Hi,
I have been sitting at this function for a couple of hours, trying to solve it.
0.1w^2 + 2155w + 20
I am kind of dumbfounded by this. Even if I factor out the 0.1, I cannot figure this out.
Appreciate your help,
Alex
Hi,
I have been sitting at this function for a couple of hours, trying to solve it.
0.1w^2 + 2155w + 20
I am kind of dumbfounded by this. Even if I factor out the 0.1, I cannot figure this out.
Appreciate your help,
Alex
$\displaystyle 0.1\left(w^2+21550w\right)+20=0.1\left(w^2+10775w+ 10775w\right)+20$
$\displaystyle =0.1\left(w^2+21550w+10775^2-10775^2\right)+20$
$\displaystyle =0.1\left(w+10775\right)^2-(0.1)10775^2+20$
Are you trying to factor, or is the expression equal to something ?
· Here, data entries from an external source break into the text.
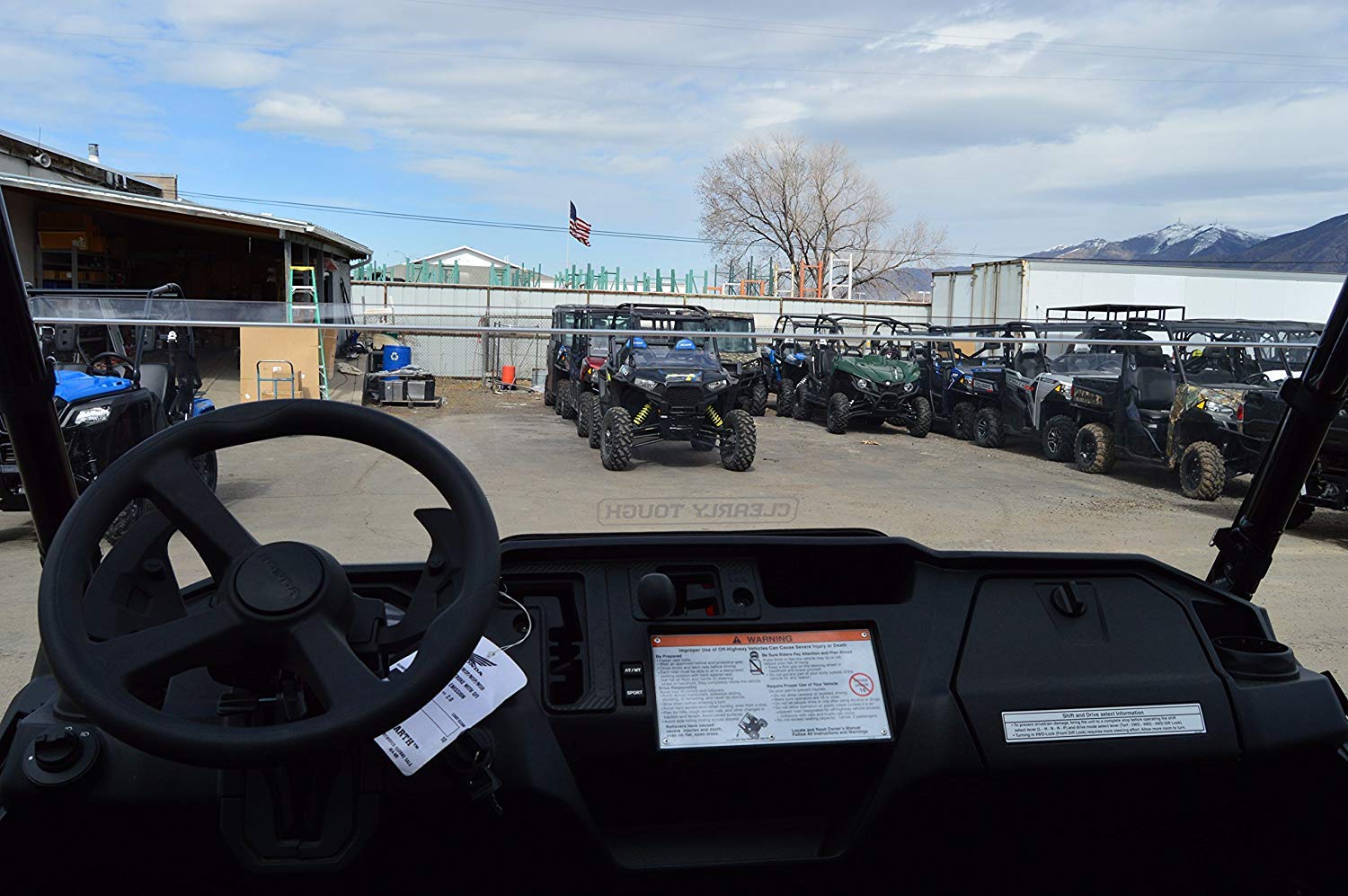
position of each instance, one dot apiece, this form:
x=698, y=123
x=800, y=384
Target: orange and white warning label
x=746, y=688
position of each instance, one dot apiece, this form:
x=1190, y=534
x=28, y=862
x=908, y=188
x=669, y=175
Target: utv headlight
x=92, y=415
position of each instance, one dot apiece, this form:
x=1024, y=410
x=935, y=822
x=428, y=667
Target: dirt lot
x=541, y=477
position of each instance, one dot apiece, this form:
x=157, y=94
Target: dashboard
x=1027, y=707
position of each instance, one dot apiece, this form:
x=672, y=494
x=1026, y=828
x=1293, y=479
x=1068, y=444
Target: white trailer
x=1030, y=288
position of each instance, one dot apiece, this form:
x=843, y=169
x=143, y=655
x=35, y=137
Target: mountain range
x=1318, y=248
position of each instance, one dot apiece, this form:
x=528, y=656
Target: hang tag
x=487, y=679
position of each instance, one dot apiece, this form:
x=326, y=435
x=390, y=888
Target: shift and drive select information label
x=767, y=688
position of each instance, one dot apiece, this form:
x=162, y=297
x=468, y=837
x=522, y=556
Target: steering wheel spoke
x=161, y=651
x=332, y=669
x=283, y=607
x=178, y=492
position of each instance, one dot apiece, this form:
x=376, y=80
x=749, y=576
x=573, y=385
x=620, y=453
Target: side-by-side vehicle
x=724, y=712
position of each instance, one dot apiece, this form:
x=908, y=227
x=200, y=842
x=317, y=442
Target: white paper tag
x=485, y=680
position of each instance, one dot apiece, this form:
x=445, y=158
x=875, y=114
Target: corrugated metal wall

Now it's equal to something you can put into the form $\displaystyle ax^2+bx+c = 0$ by subtracting 200 from both sides
$\displaystyle 0.1w^2 + 2155w + 20 = 200$ becomes $\displaystyle 0.1w^2+2155w-180 = 0$ then plug and chug.
Of course $\displaystyle 2155^2 >> 4 \cdot 0.1 \cdot -180$ which means $\displaystyle \pm \sqrt{b^2-4ac} \approx \pm b$
Ok,
well you can set it up using dwsmith's method, which applies the "abc robot"
but the expression must be equal to zero to use that.
$\displaystyle 0.1w^2+2155w+20=200\Rightarrow\ 0.1w^2+2155w+20-200=200-200=0$
Multiplying zero by anything is zero, so multiply by 10 for convenience
$\displaystyle w^2+21550w-1800=0$
$\displaystyle aw^2+bw+c=0$
$\displaystyle a=1,\;\;\;b=21550,\;\;\;c=-1800$
Alternatively,
$\displaystyle 0.1(w+10775)^2=200-20+(0.1)10775^2$
Multiply both sides by 10.
Take square roots and finally subtract 10775 from both sides.